The first time, leaping away from the tree took some nerve. On your way down you had about 10 feet of free-fall before the rope caught and flung you back and forth. After the first time, you couldn’t wait for the next rush.
But that was 50 years ago and quite a different experience from an afternoon at AdrenaLINE Ziplines in Sooke, a small town about 40 minutes west of Victoria, B.C.
Stepping away from a platform 150 feet in the air and hurtling down hundreds of feet of cable in the forest canopy brought back a bit of that old feeling—minus the free-fall element. The limbic/reptilian brain (designed to ensure survival at all cost) screamed: Are you nuts? What are you thinking? No, no, NO! Once in flight, every other dopamine receptor shrieked: Yes, yes, YES!

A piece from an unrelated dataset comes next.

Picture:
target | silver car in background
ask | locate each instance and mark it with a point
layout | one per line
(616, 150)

During my AdrenaLINE experience the attention paid to safety was meticulous and constant. From the moment I boarded the company shuttle service from the Clipper terminal in Victoria, every detail of what the ten of us on board were to expect was explained.
On arrival at Guest Services we were registered, helmeted, harnessed, and instructed on procedures before taking a first run on a training cable. Then we made our way to the top of the course in an ex-military all-terrain vehicle. Every step of the way individual safety was top priority as one by one we soared down 8 ziplines and crossed over 2 suspension bridges. The longest line was about 305 meters (1000 feet) and the fastest hurled us down at 60 kilometers per hour (almost 40 mph).

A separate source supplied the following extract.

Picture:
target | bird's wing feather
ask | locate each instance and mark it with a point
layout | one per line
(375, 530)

Throughout, our guides kept up a humorous banter, pointed out landmarks, and demonstrated various “tricks” we might try on the line. When done, they collected our gear and we returned to the city via the shuttle.

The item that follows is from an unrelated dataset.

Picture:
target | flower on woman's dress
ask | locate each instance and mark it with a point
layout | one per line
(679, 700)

The world looks quite different from an eagle’s vantage point, swaying in the wind high in the canopy and flying down the cable. After many weeks without rain the forest floor is warm and the air redolent with dry grasses, pitch and sea, a characteristic West Coast summer fragrance that never fails to pinch hard in my heart. Like the ride–Zip! Spin! Fly! Land!—summer’s moment is too brief. Sigh. At the end of the ride, I want to have it all over again.